As the price of gold continues to rise and public uncertainty of the economy increases at a similar pace, many investors are turning to a traditional fail-safe: gold. However, it's a growing bubble that may be ready to burst, according to economic experts at Kansas State University.
The federal deficit and a deteriorating economy have many investors fearful of the United States economy entering a period of stagnation, causing stock prices to be driven downward, said Lloyd Thomas, an economics professor at K-State. In this period of uncertainty, many are selling stocks and corporate bonds and putting their money into gold.
Recently, gold prices have skyrocketed as high as $1,800 an ounce, and Thomas said the price might continue to creep higher as economic concern grows. "People believe that gold is a hedge against uncertain times," he said. "In the long run, gold prices have kept pace with inflation. People are flocking to it."
Other financial experts agree, citing a perceived security in tangible investments during uncertain times. Ann Coulson, an instructor for K-State's personal financial planning program, said that the weakened U.S. dollar and real estate market, "wild ride" of the stock market and low interest rates have caused many investors to turn to gold.
"Where to invest has become a question for many, and gold has risen to the top for some investors," Coulson said.
Coulson said there are many ways individuals may choose to invest in gold, including jewelry, coins, bullion or gold bars, exchange traded funds, gold mining stocks, gold mutual funds and gold futures and options.

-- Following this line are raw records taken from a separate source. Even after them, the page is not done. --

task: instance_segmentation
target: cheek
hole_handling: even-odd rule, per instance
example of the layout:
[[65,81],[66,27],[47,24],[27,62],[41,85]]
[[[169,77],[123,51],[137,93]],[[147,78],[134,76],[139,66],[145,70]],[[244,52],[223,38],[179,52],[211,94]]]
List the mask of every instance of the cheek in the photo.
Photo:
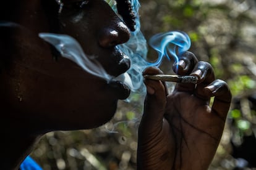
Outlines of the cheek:
[[25,71],[9,84],[10,103],[26,113],[25,119],[33,118],[45,129],[88,129],[108,121],[115,113],[117,99],[104,81],[82,76],[84,73],[80,71],[73,73],[69,76],[64,72],[66,76],[58,78]]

Jewelry and coins are typically not good choices, she said, and gold bars raise many storage and cost issues. Exchange traded funds give the investor the opportunity to own gold without an actual delivery, and gold mining stocks' value is only partially dependent on the value of gold.

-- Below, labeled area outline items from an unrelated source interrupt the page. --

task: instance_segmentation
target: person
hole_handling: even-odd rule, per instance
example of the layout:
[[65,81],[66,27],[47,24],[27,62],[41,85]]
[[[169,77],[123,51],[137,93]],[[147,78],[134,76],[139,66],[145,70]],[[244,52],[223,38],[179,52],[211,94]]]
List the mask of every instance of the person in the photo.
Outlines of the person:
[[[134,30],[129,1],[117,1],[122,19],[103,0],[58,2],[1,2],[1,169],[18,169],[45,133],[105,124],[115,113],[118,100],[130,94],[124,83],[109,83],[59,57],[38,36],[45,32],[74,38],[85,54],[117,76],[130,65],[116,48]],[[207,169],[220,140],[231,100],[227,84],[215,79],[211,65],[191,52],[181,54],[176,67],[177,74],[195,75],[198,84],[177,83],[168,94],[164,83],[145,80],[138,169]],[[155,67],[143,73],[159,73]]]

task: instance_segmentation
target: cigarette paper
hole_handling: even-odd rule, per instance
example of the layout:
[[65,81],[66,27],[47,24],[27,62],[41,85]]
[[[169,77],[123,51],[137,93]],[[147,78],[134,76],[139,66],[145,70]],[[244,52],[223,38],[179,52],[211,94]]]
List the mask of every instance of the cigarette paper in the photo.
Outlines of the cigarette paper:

Diversified investment -- like gold mutual funds -- often offer the most protection, Coulson said.
"Gold futures and options are not for the novice investor," she said. "Investing in gold through an infomercial on late-night TV is also a bad idea."

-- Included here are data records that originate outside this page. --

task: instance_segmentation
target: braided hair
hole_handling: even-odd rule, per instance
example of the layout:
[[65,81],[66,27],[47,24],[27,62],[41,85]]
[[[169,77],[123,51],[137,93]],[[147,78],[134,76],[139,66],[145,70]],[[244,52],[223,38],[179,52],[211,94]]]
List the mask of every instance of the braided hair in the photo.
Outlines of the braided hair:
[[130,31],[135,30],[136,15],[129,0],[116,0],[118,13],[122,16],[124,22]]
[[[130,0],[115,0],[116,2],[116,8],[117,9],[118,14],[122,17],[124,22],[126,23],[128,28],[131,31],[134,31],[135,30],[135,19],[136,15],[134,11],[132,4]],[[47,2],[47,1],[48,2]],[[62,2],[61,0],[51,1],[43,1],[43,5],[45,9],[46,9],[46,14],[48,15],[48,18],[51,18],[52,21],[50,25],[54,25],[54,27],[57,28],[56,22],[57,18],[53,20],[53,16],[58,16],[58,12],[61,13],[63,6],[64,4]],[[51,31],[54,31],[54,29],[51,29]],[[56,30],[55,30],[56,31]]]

Both Coulson and Thomas agreed that the price of gold may continue to rise, but cautioned that the increase most likely will not last. From 1960 to the present, Thomas said, gold has gone up an average of 8 percent a year, while inflation rose at less than 4 percent a year. In the last 10 years, gold has gone up 17 percent a year.
"In the long run, gold has gone up," Thomas said. "But in 2000 the price of gold was $300 an ounce. It has gone up six-fold since then, and it might go up higher than what it is right now. It's gone up too fast -- it's a bubble."
Thomas compared his gold predictions to the housing market. People were lulled into thinking housing prices could never fall, but they fell more than 30 percent in most American cities.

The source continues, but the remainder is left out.